L’article L.322-6 alinéa 2 du code des procédures civiles d’exécution prévoit que le débiteur peut, en cas d’insuffisance manifeste du montant de la mise à prix, saisir le juge afin de voir fixer une mise à prix en rapport avec la valeur vénale de l’immeuble et les conditions du marché. Toutefois, à défaut d’enchère, le poursuivant ne peut être déclaré adjudicataire que pour la mise à prix initiale.
Mme [X] ne produit pour en justifier aucune évaluation de son bien par des professionnels de l’immobilier, les seules pièces qu’elle verse aux débats étant une série d’annonces immobilières publiées sur le site « Particulier à Particulier » relatives à des biens situés sur la commune de [Localité 4], ne renseignant pas sur la valeur vénale de son bien et ne permettant pas non plus d’avoir une information fiable sur les conditions du marché immobilier. Par ailleurs, la lecture du procès-verbal descriptif du bien établi le 12 septembre 2023 révèle que le bien est dégradé et non entretenu. Comme le juge de l’exécution l’avait déjà souligné, elle ne démontre pas l’insuffisance manifeste du montant de la mise à prix, pas plus qu’elle ne le fait à hauteur d’appel.
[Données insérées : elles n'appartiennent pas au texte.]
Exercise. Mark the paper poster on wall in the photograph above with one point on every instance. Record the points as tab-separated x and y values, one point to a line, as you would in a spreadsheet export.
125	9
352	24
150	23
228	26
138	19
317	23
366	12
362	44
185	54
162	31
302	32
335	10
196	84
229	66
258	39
Le jugement sera donc confirmé de ce chef.
Sur les demandes accessoires :
Partie perdante, l’appelante sera condamnée aux dépens d’appel dont distraction au profit de la SCP Martins – Sevin Avocat conformément aux dispositions de l’article 699 du code de procédure civile.
L’équité ne justifie pas qu’il soit fait application de l’article 700 du code de procédure civile au profit de l’intimé.
PAR CES MOTIFS
Infirme le jugement en ce qu’il a débouté Mme [S] [X] de sa demande de suppression du taux légal majoré,
Statuant à nouveau,
Exonère en totalité Mme [S] [X] de la majoration du taux d’intérêt légal,
Dit que le syndicat des copropriétaires de l’immeuble [Adresse 3] devra procéder à un nouveau calcul des intérêts et retrancher le montant correspondant à la majoration du taux d’intérêt légal de sa créance,
Confirme le jugement en toutes ses autres dispositions,
Déboute le syndicat des copropriétaires de l’immeuble [Adresse 3] de la demande formée au titre de l’article 700 du code de procédure civile,
Condamne Mme [S] [X] aux dépens d’appel, dont distraction au profit de la SCP Martins – Sevin Avocat.